1. A method for interpreting compound nouns, the method comprising:

determining the semantic relationship as paraphrasing the target compound noun if the semantic relationship correctly characterizes the association between the first noun and the second noun semantics;

wherein the multi-angle semantic feature vector comprises a first vector corresponding to the first noun and a second vector corresponding to the second noun;

the determining the semantic relationship between a first noun and a second noun in the target compound noun based on the multi-angle semantic feature vector comprises:

determining the semantic relation between a first noun and a second noun in the target compound noun based on the processed multi-angle semantic feature vector;

wherein the determining respective weights of the first noun and the second noun based on a door mechanism comprises:

and multiplying the gate vector by the first vector and the second vector respectively to obtain the weight of the first noun and the weight of the second noun, wherein the gate vector is obtained by training based on the influence of two nouns in the compound noun on the semantic relationship.
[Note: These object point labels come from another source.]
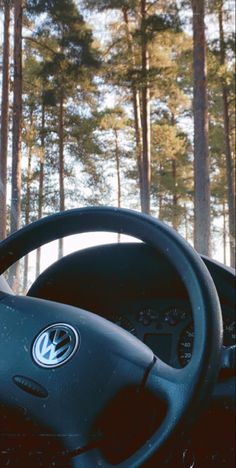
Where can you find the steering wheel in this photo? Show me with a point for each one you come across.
(63, 366)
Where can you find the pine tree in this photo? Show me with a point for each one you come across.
(6, 5)
(200, 111)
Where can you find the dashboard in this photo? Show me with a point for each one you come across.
(136, 288)
(167, 328)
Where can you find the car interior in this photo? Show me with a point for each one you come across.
(151, 379)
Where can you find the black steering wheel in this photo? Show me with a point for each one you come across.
(63, 367)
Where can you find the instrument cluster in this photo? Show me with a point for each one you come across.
(167, 328)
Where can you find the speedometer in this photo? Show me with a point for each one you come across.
(185, 344)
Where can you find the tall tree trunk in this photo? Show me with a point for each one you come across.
(16, 134)
(200, 111)
(41, 184)
(224, 233)
(118, 170)
(118, 176)
(27, 213)
(146, 127)
(228, 152)
(175, 223)
(136, 110)
(4, 123)
(61, 163)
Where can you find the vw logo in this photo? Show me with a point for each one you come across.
(55, 345)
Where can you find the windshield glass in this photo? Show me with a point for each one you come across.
(121, 103)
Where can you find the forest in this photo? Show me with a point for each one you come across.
(127, 103)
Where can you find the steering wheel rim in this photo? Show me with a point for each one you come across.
(201, 373)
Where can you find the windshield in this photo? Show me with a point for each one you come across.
(121, 103)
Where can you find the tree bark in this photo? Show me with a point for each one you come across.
(118, 170)
(16, 135)
(41, 185)
(137, 111)
(146, 127)
(228, 152)
(175, 223)
(27, 213)
(200, 112)
(4, 123)
(61, 164)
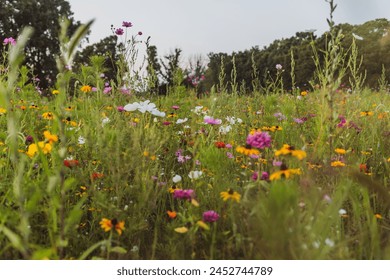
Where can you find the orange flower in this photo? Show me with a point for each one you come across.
(108, 225)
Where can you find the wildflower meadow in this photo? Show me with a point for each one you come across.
(96, 169)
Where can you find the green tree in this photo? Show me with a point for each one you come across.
(43, 16)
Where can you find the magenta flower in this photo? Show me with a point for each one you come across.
(184, 194)
(10, 41)
(259, 140)
(210, 120)
(210, 216)
(119, 31)
(126, 24)
(342, 122)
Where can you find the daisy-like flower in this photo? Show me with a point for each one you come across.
(230, 194)
(247, 150)
(48, 116)
(50, 137)
(284, 172)
(210, 216)
(290, 150)
(108, 225)
(366, 113)
(210, 120)
(86, 88)
(259, 140)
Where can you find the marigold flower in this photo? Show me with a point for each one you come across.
(230, 194)
(284, 172)
(210, 216)
(86, 88)
(108, 225)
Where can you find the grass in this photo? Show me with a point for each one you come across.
(100, 161)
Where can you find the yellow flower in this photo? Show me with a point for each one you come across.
(48, 116)
(230, 194)
(247, 150)
(337, 163)
(290, 150)
(181, 229)
(107, 225)
(86, 88)
(284, 173)
(340, 151)
(50, 137)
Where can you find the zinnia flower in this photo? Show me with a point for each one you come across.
(230, 194)
(86, 88)
(108, 225)
(259, 140)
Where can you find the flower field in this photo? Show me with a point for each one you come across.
(91, 171)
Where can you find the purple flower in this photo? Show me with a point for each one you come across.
(298, 120)
(264, 176)
(280, 116)
(342, 122)
(184, 194)
(210, 216)
(107, 90)
(126, 24)
(119, 31)
(259, 140)
(10, 41)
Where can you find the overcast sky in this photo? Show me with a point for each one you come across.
(203, 26)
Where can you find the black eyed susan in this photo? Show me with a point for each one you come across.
(284, 172)
(290, 150)
(108, 225)
(230, 194)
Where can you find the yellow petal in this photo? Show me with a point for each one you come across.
(181, 229)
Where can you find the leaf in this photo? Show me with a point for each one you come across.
(119, 250)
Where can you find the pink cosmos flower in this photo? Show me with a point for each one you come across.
(259, 140)
(126, 24)
(210, 216)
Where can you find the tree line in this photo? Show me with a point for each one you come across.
(244, 71)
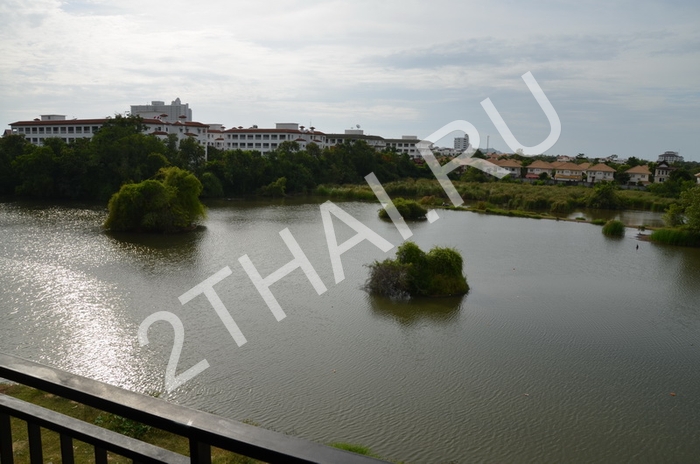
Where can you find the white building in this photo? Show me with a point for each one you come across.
(462, 143)
(670, 157)
(69, 130)
(406, 144)
(265, 140)
(175, 111)
(353, 135)
(600, 173)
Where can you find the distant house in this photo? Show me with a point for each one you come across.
(639, 174)
(663, 170)
(513, 167)
(600, 173)
(670, 157)
(569, 172)
(535, 170)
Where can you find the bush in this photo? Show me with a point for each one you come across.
(275, 189)
(169, 203)
(678, 237)
(605, 196)
(614, 228)
(408, 209)
(416, 273)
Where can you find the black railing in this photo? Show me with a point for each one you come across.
(203, 430)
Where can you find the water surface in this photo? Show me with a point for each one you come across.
(567, 348)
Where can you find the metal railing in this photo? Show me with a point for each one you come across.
(203, 430)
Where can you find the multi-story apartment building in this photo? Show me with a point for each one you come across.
(175, 111)
(265, 140)
(69, 130)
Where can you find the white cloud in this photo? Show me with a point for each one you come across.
(397, 67)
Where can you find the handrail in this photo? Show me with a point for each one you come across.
(202, 429)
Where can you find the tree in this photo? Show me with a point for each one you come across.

2. The method of claim 1, wherein in the event that the semantic relationship fails to correctly characterize the association between the first noun and the second noun semantics, the method further comprises:

3. The method of claim 2, wherein determining target candidate sentences based on semantic similarity between the target compound noun and each of the candidate sentences comprises:

4. The method of claim 2, wherein deriving a plurality of candidate sentences based on the sentence template, the first noun, and the second noun comprises:

replacing a first target word in the sentence template comprising at least one empty slot with the first noun, and replacing a second target word with the second noun to obtain an intermediate sentence;

5. The method of claim 4, wherein the filling empty slots in the intermediate sentence based on a pre-trained language model to obtain a plurality of candidate sentences comprises:

6. An apparatus for interpreting compound nouns, the apparatus comprising:

a paraphrasing module for determining the semantic relationship as a paraphrasing of the target compound noun if the semantic relationship correctly characterizes the association between the first noun and the second noun semantics;

wherein the plurality of the angular semantic feature vectors includes a first vector corresponding to the first noun and a second vector corresponding to the second noun;

wherein, the semantic relation module includes:

a weighting unit configured to determine a weight of each of the first noun and the second noun based on a gate mechanism; the method specifically includes multiplying a gate vector by the first vector and the second vector respectively to obtain a weight of the first noun and a weight of the second noun, where the gate vector is a vector obtained by training based on influence of two nouns in a compound noun on a semantic relationship;

7. An electronic device, comprising: processor, memory and computer program stored on the memory and executable on the processor, which when executing the program implements a method of interpreting a compound noun according to one or more of claims 1-5.

8. A readable storage medium, characterized in that instructions in the storage medium, when executed by a processor of an electronic device, enable the electronic device to perform a method of interpreting compound nouns as claimed in one or more of claims 1-5.